Scoring is rubric-based rather than multiple-choice. The benchmark defines 19,020 individual criteria — about 25 per task — each rewarding a specific fact, reasoning step, or numeric answer. Results are summarized two ways: a normalized rubric score that awards partial credit, and a stricter task pass rate counting only tasks that clear 70%. To build it, OpenAI enlisted a cohort of 173 Ph.D.-holding scientists to author tasks and 453 reviewers (97% with doctorates) to validate them, reaching 96% agreement on relevance and usefulness.

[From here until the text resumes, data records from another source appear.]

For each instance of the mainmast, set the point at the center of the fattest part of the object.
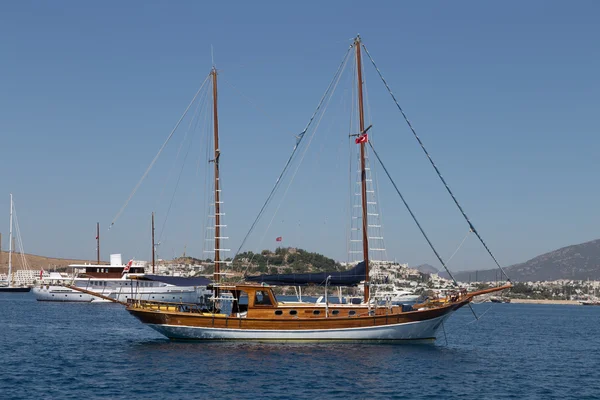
(10, 243)
(363, 174)
(217, 273)
(153, 242)
(98, 242)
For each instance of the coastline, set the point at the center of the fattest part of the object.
(534, 301)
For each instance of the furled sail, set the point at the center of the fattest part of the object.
(351, 277)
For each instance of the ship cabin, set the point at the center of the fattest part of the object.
(259, 301)
(115, 270)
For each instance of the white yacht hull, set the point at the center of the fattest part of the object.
(62, 294)
(420, 331)
(166, 294)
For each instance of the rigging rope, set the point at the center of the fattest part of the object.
(157, 155)
(433, 164)
(412, 214)
(459, 246)
(417, 222)
(318, 123)
(287, 164)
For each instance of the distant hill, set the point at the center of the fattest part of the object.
(576, 262)
(427, 269)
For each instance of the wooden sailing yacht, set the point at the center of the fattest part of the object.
(9, 285)
(254, 313)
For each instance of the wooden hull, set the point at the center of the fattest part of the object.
(416, 326)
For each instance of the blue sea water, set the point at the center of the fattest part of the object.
(99, 351)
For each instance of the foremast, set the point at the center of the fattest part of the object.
(98, 243)
(363, 173)
(217, 195)
(10, 243)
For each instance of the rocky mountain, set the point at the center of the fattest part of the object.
(576, 262)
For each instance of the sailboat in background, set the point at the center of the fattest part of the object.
(119, 282)
(251, 311)
(9, 284)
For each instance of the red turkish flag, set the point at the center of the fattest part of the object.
(362, 139)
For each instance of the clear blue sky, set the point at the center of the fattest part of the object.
(505, 96)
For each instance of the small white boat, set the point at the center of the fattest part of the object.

On the leaderboard, OpenAI's research-focused GPT-Rosalind led with a 0.576 normalized score and a 36.1% pass rate, ahead of GPT-5.5 (0.519, 25.7%), Google's Gemini 3.1 Pro (0.515, 23.6%), GPT-5.4 (0.479, 20.7%), and xAI's Grok 4.3 (0.399, 13.0%). The cracks showed most clearly when artifacts were involved: GPT-Rosalind's accuracy fell from 45.1% on text-only tasks to 28.1% when it had to reason over an attached figure or dataset.

Perhaps the most telling number is that 22.8% of the tasks were failed by every model tested — a stark reminder of how much headroom remains between today's frontier systems and the reasoning a working scientist takes for granted. The release lands alongside a companion OpenAI demonstration in which a near-autonomous AI chemist using GPT-5.4 improved a challenging reaction in medicinal chemistry, signaling the lab's growing push to position its models as genuine research collaborators rather than just question-answering tools.